While many theories exist as to the exact effect Seasonal Affective Disorder has on the brain, there is a general opinion within the medical world that links the condition to a lack of exposure to sunlight, which most often accompanies the winter months. Sunlight is believed to have a direct effect on the brain’s ability to produce serotonin, one of the main chemicals involved in the regulation and stability of moods.
Therefore, a misdiagnosis and improper treatment with chemical medications could potentially have negative effects, especially given the long list of side effects commonly associated with the use of prescription anti-depressant medications.
In fact, one of the most common and effective treatments for Seasonal Affective Disorder is Light Therapy, a process which aims to simulate the effects of exposure to sunlight by way of a special lightbox which gives off rays similar to those given off by the sun. This natural treatment can be very effective, because it aims to stimulate the body’s ability to produce serotonin and regulate mood.
Prescription medications, on the other hand, aim to do this work through chemicals, thereby disallowing the body from healing itself by treating the symptoms, rather than the cause of Seasonal Affective Disorder itself.
Natural remedies and herbal products can also work very effectively in the same way as a lightbox to fight Seasonal Affective Disorder.

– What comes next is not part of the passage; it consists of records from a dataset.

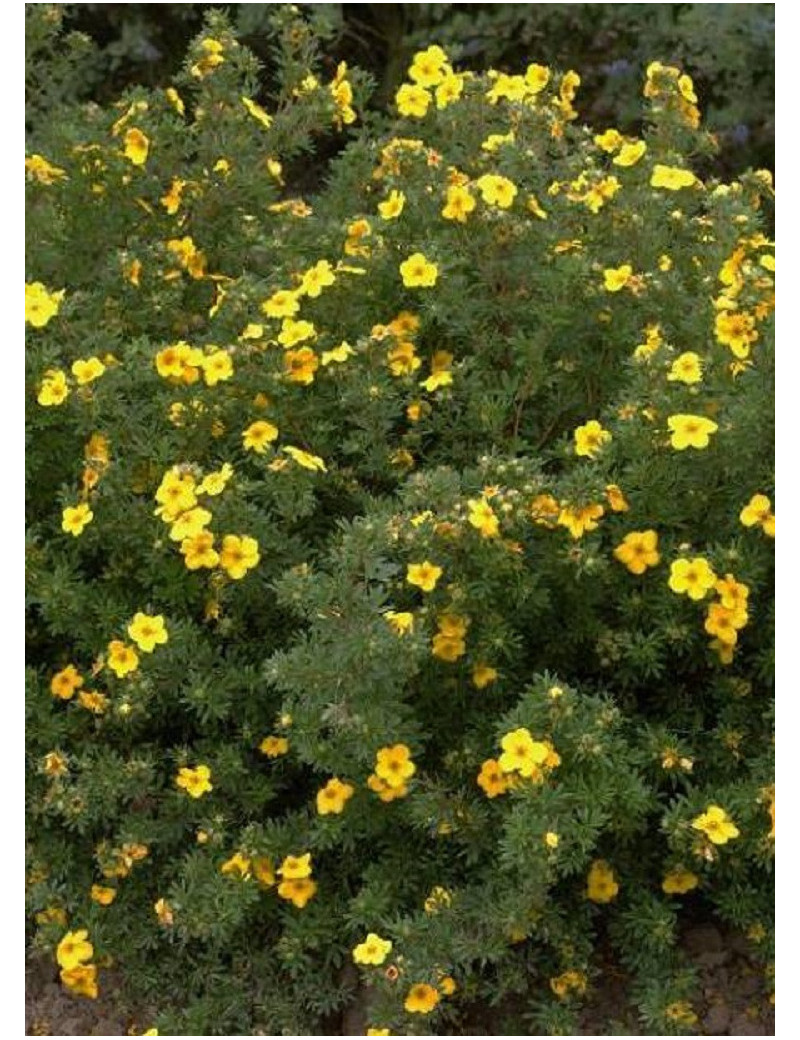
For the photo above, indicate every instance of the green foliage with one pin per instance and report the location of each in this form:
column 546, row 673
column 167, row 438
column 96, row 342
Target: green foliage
column 388, row 538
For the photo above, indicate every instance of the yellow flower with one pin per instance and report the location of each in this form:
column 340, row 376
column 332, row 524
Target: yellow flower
column 672, row 178
column 616, row 499
column 758, row 511
column 733, row 595
column 41, row 305
column 724, row 623
column 53, row 389
column 239, row 554
column 263, row 871
column 521, row 753
column 590, row 439
column 172, row 199
column 81, row 980
column 216, row 367
column 429, row 67
column 43, row 171
column 690, row 431
column 189, row 257
column 568, row 981
column 236, row 864
column 716, row 825
column 54, row 764
column 391, row 208
column 103, row 894
column 258, row 436
column 372, row 951
column 333, row 797
column 282, row 304
column 578, row 519
column 484, row 675
column 459, row 204
column 175, row 100
column 537, row 77
column 75, row 518
column 438, row 899
column 122, row 658
column 384, row 790
column 148, row 631
column 189, row 524
column 418, row 271
column 305, row 459
column 679, row 881
column 195, row 781
column 617, row 278
column 423, row 575
column 298, row 890
column 421, row 998
column 136, row 147
column 393, row 765
column 496, row 190
column 337, row 354
column 629, row 154
column 448, row 648
column 687, row 368
column 316, row 279
column 294, row 867
column 214, row 483
column 483, row 517
column 257, row 112
column 86, row 371
column 694, row 577
column 448, row 91
column 274, row 747
column 210, row 58
column 601, row 885
column 737, row 330
column 639, row 550
column 300, row 365
column 495, row 140
column 97, row 703
column 74, row 950
column 163, row 912
column 295, row 332
column 447, row 986
column 610, row 140
column 175, row 495
column 412, row 100
column 492, row 779
column 401, row 621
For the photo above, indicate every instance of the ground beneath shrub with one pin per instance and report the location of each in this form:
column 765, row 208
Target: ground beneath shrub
column 731, row 998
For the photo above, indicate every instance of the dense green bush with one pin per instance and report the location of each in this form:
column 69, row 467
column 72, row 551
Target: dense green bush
column 400, row 560
column 728, row 49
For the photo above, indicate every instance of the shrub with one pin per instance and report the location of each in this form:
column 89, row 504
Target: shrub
column 400, row 560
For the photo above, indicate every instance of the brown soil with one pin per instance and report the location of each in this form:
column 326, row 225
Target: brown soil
column 731, row 998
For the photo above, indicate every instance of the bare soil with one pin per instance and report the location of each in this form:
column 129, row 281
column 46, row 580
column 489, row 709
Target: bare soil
column 731, row 1001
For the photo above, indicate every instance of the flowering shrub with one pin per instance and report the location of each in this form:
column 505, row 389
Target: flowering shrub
column 401, row 557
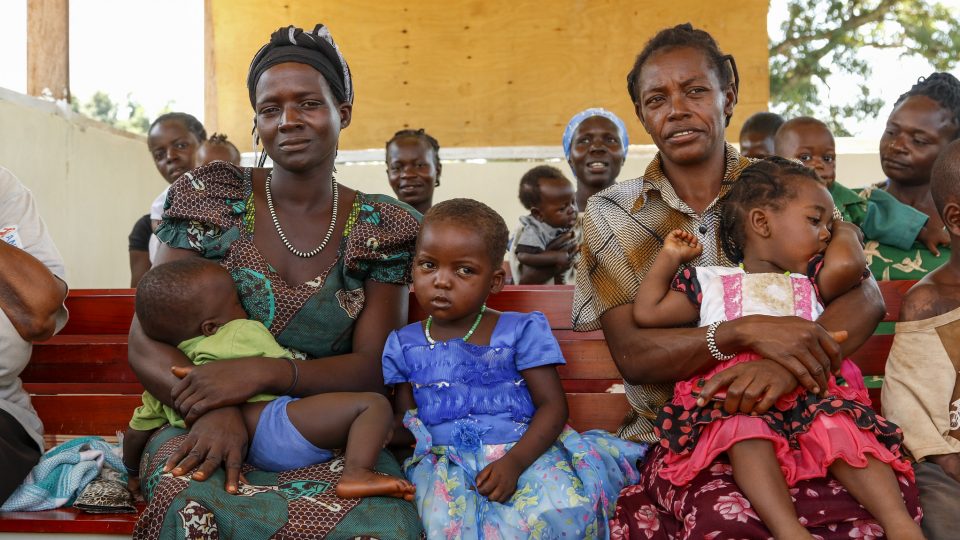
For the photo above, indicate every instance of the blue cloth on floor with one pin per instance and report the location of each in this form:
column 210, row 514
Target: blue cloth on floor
column 278, row 445
column 62, row 474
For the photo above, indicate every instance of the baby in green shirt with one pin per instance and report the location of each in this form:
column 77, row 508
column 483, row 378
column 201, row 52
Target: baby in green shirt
column 192, row 304
column 879, row 215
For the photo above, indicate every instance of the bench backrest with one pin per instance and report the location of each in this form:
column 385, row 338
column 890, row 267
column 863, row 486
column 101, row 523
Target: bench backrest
column 82, row 385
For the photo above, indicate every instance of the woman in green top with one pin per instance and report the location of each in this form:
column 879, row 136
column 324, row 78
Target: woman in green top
column 307, row 256
column 924, row 120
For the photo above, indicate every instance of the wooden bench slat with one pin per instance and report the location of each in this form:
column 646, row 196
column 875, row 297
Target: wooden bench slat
column 85, row 414
column 597, row 411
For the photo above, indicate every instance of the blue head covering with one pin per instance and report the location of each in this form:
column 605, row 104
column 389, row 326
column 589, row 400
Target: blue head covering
column 590, row 113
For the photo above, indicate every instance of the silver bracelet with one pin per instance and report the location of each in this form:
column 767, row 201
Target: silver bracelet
column 712, row 343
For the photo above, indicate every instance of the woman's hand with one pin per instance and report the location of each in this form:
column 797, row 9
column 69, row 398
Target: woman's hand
column 228, row 382
column 752, row 387
column 218, row 437
column 498, row 480
column 803, row 347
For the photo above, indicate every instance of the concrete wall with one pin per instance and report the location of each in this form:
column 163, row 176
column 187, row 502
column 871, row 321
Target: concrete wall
column 91, row 182
column 477, row 73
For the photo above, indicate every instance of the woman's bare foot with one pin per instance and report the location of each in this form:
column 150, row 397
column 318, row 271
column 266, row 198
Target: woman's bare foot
column 355, row 483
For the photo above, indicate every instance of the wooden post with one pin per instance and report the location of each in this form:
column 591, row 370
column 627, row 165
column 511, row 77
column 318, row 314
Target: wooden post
column 48, row 48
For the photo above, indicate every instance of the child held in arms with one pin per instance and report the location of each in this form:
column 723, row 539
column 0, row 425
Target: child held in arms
column 192, row 304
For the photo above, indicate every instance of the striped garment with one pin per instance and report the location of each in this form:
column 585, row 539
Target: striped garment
column 623, row 229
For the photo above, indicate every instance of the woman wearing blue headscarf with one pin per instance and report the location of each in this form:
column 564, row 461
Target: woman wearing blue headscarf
column 595, row 144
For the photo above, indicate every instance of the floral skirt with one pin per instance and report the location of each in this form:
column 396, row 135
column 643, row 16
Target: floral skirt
column 712, row 507
column 809, row 433
column 569, row 492
column 293, row 504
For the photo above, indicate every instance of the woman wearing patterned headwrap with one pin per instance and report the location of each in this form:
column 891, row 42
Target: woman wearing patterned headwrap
column 306, row 255
column 684, row 91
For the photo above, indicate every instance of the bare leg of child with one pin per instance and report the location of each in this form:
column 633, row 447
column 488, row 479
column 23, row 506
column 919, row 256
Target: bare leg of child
column 875, row 487
column 134, row 442
column 362, row 423
column 758, row 475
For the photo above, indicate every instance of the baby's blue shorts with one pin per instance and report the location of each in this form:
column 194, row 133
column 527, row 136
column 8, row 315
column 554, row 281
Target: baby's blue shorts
column 278, row 445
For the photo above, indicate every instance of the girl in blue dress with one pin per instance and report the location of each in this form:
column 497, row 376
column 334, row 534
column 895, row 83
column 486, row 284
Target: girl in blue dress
column 480, row 395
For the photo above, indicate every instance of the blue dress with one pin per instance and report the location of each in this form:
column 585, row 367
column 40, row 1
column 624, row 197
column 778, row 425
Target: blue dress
column 472, row 407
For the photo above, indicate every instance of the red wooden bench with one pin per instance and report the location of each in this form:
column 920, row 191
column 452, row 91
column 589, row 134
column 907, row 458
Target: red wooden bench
column 81, row 383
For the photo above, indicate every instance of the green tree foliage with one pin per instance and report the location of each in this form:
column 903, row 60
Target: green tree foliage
column 130, row 116
column 823, row 38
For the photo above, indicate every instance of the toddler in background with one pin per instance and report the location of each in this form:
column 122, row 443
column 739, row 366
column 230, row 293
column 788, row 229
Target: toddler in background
column 777, row 222
column 217, row 148
column 921, row 387
column 192, row 304
column 880, row 215
column 756, row 135
column 480, row 393
column 543, row 247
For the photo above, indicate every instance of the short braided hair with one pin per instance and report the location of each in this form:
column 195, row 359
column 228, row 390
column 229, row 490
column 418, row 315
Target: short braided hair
column 945, row 177
column 476, row 216
column 420, row 134
column 767, row 183
column 685, row 35
column 941, row 87
column 189, row 121
column 530, row 184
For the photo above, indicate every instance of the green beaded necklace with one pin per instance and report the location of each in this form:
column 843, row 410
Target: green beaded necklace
column 476, row 323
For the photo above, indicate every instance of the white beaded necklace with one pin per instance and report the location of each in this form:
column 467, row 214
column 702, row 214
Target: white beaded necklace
column 283, row 237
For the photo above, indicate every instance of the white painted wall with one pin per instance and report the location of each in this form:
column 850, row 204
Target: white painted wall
column 91, row 183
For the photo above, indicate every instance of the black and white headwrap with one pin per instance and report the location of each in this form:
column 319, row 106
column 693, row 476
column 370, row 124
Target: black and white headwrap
column 316, row 49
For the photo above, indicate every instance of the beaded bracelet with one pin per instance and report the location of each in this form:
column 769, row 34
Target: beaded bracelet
column 296, row 377
column 712, row 343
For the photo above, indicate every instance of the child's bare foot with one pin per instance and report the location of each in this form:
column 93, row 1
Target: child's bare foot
column 356, row 483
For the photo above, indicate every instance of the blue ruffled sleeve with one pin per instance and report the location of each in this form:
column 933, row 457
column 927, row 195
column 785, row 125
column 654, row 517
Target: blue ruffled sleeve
column 535, row 344
column 394, row 368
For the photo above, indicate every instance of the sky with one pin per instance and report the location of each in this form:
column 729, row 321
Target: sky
column 149, row 49
column 152, row 50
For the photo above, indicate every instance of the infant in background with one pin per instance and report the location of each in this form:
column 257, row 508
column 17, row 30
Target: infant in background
column 217, row 148
column 192, row 304
column 543, row 246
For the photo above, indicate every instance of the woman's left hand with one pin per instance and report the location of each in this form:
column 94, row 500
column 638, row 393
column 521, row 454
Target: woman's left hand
column 752, row 387
column 218, row 384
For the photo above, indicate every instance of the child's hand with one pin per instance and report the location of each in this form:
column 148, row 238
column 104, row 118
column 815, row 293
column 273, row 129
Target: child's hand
column 931, row 238
column 498, row 481
column 682, row 245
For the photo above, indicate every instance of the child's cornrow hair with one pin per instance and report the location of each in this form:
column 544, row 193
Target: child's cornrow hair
column 685, row 35
column 941, row 87
column 768, row 183
column 476, row 216
column 417, row 134
column 189, row 121
column 530, row 184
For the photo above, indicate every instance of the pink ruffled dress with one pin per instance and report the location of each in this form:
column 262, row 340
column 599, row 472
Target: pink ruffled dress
column 808, row 432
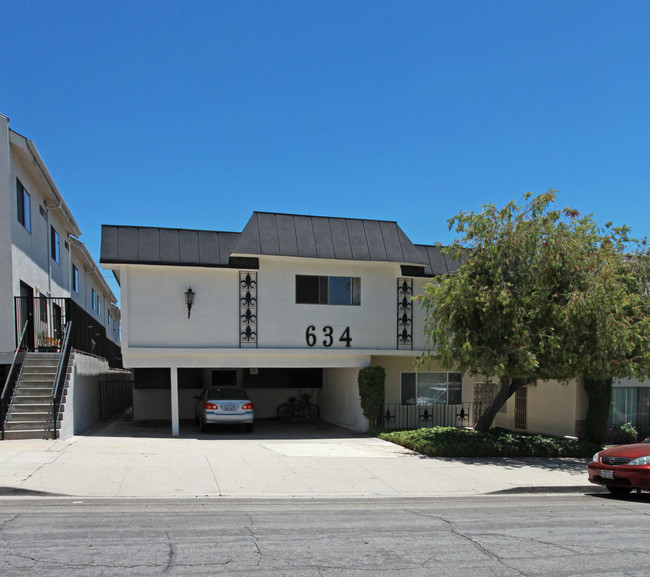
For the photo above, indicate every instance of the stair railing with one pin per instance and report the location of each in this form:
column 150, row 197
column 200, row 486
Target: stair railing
column 7, row 397
column 59, row 380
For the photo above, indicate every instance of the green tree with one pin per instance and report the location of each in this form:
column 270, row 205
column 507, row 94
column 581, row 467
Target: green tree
column 541, row 294
column 371, row 391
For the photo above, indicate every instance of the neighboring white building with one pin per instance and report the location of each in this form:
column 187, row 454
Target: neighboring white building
column 46, row 274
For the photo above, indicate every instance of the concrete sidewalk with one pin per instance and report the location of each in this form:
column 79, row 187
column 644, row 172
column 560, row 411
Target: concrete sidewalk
column 277, row 461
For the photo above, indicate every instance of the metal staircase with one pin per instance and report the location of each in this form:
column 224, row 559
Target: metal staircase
column 31, row 413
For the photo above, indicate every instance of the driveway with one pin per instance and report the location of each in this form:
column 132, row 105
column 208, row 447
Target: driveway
column 308, row 460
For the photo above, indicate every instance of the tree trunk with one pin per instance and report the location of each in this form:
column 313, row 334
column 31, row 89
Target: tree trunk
column 507, row 389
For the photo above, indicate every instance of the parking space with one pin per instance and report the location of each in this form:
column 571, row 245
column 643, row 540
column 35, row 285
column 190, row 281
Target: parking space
column 295, row 460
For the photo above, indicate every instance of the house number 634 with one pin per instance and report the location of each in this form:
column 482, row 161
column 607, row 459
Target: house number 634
column 328, row 334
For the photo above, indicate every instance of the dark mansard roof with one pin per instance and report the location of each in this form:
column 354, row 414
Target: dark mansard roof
column 273, row 234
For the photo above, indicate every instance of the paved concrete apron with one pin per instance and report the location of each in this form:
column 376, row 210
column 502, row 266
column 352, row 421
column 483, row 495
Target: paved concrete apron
column 128, row 460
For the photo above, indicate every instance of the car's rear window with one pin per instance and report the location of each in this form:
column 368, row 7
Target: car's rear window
column 229, row 394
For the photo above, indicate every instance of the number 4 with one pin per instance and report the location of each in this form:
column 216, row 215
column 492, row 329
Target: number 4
column 345, row 337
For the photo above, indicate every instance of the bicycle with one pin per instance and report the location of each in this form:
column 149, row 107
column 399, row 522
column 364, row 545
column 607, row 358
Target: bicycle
column 298, row 408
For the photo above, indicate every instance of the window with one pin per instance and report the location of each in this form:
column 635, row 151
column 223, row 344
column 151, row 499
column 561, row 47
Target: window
column 432, row 388
column 24, row 206
column 55, row 245
column 630, row 405
column 328, row 290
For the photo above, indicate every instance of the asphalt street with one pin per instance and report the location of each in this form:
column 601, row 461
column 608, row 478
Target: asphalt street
column 515, row 535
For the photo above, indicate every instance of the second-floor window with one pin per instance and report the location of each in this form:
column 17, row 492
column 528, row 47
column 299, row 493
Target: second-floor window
column 24, row 206
column 55, row 245
column 328, row 290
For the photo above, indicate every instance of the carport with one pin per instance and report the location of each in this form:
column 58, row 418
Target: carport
column 168, row 394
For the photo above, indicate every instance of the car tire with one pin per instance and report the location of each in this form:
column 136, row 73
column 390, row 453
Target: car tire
column 312, row 413
column 618, row 490
column 283, row 412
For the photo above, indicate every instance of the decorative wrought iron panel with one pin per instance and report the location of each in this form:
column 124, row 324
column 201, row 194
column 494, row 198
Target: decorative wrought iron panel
column 404, row 313
column 521, row 396
column 247, row 309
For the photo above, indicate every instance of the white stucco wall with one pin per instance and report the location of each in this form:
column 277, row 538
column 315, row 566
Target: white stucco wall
column 157, row 332
column 7, row 209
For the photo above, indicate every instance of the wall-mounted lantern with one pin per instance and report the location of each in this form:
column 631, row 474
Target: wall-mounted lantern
column 189, row 300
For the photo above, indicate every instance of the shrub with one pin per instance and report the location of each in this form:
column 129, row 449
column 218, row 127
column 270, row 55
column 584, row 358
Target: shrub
column 371, row 390
column 454, row 442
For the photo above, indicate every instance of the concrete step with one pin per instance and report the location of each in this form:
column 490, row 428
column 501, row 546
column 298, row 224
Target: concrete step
column 15, row 435
column 32, row 368
column 38, row 416
column 32, row 399
column 42, row 356
column 34, row 385
column 46, row 425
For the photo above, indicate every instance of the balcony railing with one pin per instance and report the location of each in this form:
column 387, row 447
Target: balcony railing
column 398, row 416
column 46, row 319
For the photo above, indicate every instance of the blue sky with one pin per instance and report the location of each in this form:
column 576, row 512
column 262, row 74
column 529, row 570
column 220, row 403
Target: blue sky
column 194, row 114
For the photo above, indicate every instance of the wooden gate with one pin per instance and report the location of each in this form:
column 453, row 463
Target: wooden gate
column 116, row 400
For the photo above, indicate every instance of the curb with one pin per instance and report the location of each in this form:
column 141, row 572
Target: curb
column 551, row 489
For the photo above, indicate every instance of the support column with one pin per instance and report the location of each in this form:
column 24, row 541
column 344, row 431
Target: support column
column 174, row 399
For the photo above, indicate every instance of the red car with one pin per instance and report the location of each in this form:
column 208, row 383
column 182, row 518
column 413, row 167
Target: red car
column 622, row 468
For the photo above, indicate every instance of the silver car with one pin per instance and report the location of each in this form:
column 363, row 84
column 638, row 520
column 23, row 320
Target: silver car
column 223, row 406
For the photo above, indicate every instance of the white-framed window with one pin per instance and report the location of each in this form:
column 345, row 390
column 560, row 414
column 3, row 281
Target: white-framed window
column 24, row 203
column 432, row 388
column 328, row 290
column 55, row 245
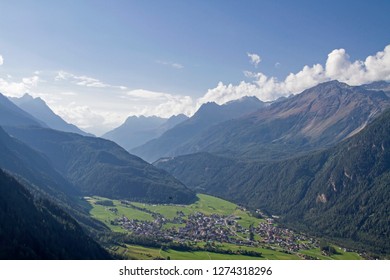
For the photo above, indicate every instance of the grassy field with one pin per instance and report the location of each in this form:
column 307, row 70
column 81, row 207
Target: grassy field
column 341, row 255
column 207, row 205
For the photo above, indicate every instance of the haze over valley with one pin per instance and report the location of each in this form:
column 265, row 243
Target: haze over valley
column 149, row 134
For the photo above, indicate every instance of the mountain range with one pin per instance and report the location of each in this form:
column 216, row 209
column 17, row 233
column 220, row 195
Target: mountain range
column 338, row 189
column 136, row 131
column 318, row 117
column 317, row 161
column 208, row 115
column 37, row 108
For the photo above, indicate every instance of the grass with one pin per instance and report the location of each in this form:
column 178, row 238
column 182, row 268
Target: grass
column 105, row 215
column 207, row 205
column 341, row 255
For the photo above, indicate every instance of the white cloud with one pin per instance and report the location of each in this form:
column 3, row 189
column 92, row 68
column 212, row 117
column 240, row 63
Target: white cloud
column 12, row 88
column 82, row 80
column 159, row 103
column 172, row 64
column 254, row 58
column 338, row 67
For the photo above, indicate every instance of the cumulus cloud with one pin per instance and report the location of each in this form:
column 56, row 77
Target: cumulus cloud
column 254, row 58
column 17, row 88
column 81, row 80
column 160, row 103
column 172, row 64
column 338, row 66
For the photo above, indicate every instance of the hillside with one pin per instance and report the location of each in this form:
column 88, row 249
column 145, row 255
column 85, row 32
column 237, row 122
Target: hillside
column 32, row 229
column 316, row 118
column 20, row 159
column 100, row 167
column 341, row 192
column 37, row 108
column 209, row 114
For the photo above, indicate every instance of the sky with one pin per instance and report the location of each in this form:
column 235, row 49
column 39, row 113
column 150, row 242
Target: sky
column 97, row 62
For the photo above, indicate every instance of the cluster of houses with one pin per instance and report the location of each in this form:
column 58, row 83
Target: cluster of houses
column 199, row 227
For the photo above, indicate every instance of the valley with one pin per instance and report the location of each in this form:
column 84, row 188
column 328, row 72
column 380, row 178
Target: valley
column 304, row 177
column 210, row 228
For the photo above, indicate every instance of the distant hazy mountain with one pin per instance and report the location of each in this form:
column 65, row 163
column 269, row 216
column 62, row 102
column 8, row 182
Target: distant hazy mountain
column 209, row 114
column 10, row 114
column 37, row 229
column 379, row 86
column 342, row 192
column 136, row 131
column 316, row 118
column 101, row 167
column 39, row 109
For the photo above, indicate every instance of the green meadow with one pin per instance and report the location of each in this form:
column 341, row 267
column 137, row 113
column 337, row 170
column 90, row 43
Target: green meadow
column 107, row 211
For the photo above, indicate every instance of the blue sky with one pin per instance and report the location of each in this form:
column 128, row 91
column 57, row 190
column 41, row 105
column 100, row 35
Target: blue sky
column 96, row 62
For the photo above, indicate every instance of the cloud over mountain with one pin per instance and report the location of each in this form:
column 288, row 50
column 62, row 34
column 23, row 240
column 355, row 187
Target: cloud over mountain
column 337, row 67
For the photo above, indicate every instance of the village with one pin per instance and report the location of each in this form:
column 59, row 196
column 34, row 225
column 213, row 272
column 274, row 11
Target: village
column 198, row 227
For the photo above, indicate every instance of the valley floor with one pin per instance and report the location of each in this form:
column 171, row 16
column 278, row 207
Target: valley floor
column 211, row 228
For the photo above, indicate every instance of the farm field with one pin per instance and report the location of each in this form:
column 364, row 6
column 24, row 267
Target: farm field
column 210, row 228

Some things you can do on your own can help you cope with Seasonal Affective Disorder. The following suggestions may help you better manage SAD:
* Increase the amount of light in your home. Open blinds, add skylights and trim tree branches that block sunlight.
* Get outside. Walk outdoors on sunny days, even during winter.
* Exercise regularly. Physical exercise helps relieve stress and anxiety, which can accentuate SAD. Being more fit can make you feel better about yourself.
* Find ways to relax. Learn how to better manage stress.
* Take a trip. If possible, take winter vacations in sunny, warm locations for winter SAD, or cooler locations for summer SAD.
There are many natural herbs that have been used for centuries that work to stimulate the body’s own ability to produce serotonin and other feel-good chemicals, thus increasing feelings of wellbeing and helping the mind work through Seasonal Affective Disorder naturally.
There are also a number of natural products available that can help you get over some of the more debilitating effects of Seasonal Affective Disorder.
Whether you’re dealing with excessive weight gain, a lack of energy or insomnia, natural remedies can help you maintain a healthy lifestyle while you work to overcome the condition.
* Fatigue Fighter – for healthy levels of energy and stamina without artificial stimulants
* Serenite Plus – to treat sleep problems without the risk of addiction
* EcoSlim – for safe and natural weight loss without the side effects of diet pills
If you feel you may be suffering from Seasonal Affective Disorder, it is a good idea to consult with a mental health professional or a physician and voice your concerns. Keep in mind that Seasonal Affective Disorder is a temporary condition, and using natural herbal remedies in conjunction with lightbox therapy and a healthy diet with exercise, you can get through the tough winter season, and actually enjoy yourself!